Waiting for a video to load. Finding friends on Facebook. Locating an internet connection. Playing a game. These may sound like simple activities, but there is often a lot more to them than you’d think. Those seconds you wait for a video to load are a challenge to YouTube’s team, just as getting a game with potentially controversial content to users is for a number of developers. Even something like global internet access isn’t a simple process.
This week’s round-up of some of the top tech stories on the web includes some of the back stories and behind-the-scenes insights into everything from seemingly simple actions to futuristic technology.
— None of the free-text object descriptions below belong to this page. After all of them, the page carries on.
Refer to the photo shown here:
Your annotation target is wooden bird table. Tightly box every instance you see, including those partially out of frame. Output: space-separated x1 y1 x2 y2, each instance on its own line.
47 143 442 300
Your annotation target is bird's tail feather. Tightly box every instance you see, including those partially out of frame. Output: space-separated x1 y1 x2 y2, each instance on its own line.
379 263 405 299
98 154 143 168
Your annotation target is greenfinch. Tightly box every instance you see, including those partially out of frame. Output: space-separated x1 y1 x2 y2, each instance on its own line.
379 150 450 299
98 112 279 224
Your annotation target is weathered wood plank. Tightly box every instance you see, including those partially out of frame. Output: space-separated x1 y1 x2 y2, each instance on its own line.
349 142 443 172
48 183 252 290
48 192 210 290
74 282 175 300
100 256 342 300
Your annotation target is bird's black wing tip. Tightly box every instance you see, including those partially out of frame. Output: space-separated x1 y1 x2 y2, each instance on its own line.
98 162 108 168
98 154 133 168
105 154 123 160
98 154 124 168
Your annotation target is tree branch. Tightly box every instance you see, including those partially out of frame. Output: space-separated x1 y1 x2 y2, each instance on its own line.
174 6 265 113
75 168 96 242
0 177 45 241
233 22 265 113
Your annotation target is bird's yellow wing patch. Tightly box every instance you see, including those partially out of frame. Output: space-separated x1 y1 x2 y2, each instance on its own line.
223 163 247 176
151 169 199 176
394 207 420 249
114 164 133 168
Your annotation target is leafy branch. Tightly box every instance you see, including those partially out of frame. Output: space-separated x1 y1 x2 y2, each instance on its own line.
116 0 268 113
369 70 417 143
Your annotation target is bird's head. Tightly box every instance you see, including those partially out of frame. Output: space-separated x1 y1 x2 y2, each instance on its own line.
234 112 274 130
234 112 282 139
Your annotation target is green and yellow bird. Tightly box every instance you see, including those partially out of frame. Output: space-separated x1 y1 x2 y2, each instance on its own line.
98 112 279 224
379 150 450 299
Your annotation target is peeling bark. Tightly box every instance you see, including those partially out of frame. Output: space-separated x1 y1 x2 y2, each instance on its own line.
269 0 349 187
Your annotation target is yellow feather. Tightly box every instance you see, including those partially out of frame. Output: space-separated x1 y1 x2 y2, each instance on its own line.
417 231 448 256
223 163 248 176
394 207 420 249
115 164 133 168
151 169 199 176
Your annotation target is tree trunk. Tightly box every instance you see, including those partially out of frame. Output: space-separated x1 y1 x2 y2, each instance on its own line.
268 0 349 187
Mixed in with the flinging birds and pieces of candy lie more “serious” mobile games designed to comment on and bring attention to current events, ranging from the war in Syria to the suicide of Foxconn workers. But, more often than not, they’re falling foul of Apple’s rules, and getting kicked out of the App Store. But is Apple justified in protecting its users from inappropriate content, or just preventing developers from tackling contentious issues in a game format?
Ever joined a social network site and opted to find friends you already know? You may have just handed over your friends’ contact details to some lesser-known database. Slate discusses what sites like Facebook use this data for and why their attempt at providing a service could become a problem for your real life friends.
When Google announced its plan to bring connectivity to all corners of the globe via giant floating internet balloons, it seemed like a crazy but awesome idea. But is it really feasible? Even if they get the system working, will countries allow balloons to drift across their airspace, and for Google to become essentially a global ISP?
It’s the next stage in gaming that has been talked about for years — so why isn’t virtual reality an option for the regular consumer? The Atlantic speaks to the teams currently working to make VR more than a pipe dream, and explains why it’s taken so long to get to this point.
Let’s face it: buffering sucks. So does waiting unnecessarily for the video player to load when you’re just stopping by YouTube for a few minutes. Gizmodo details the behind-the-scenes work being done by the team at Google to keep you watching, whatever your internet speed or device.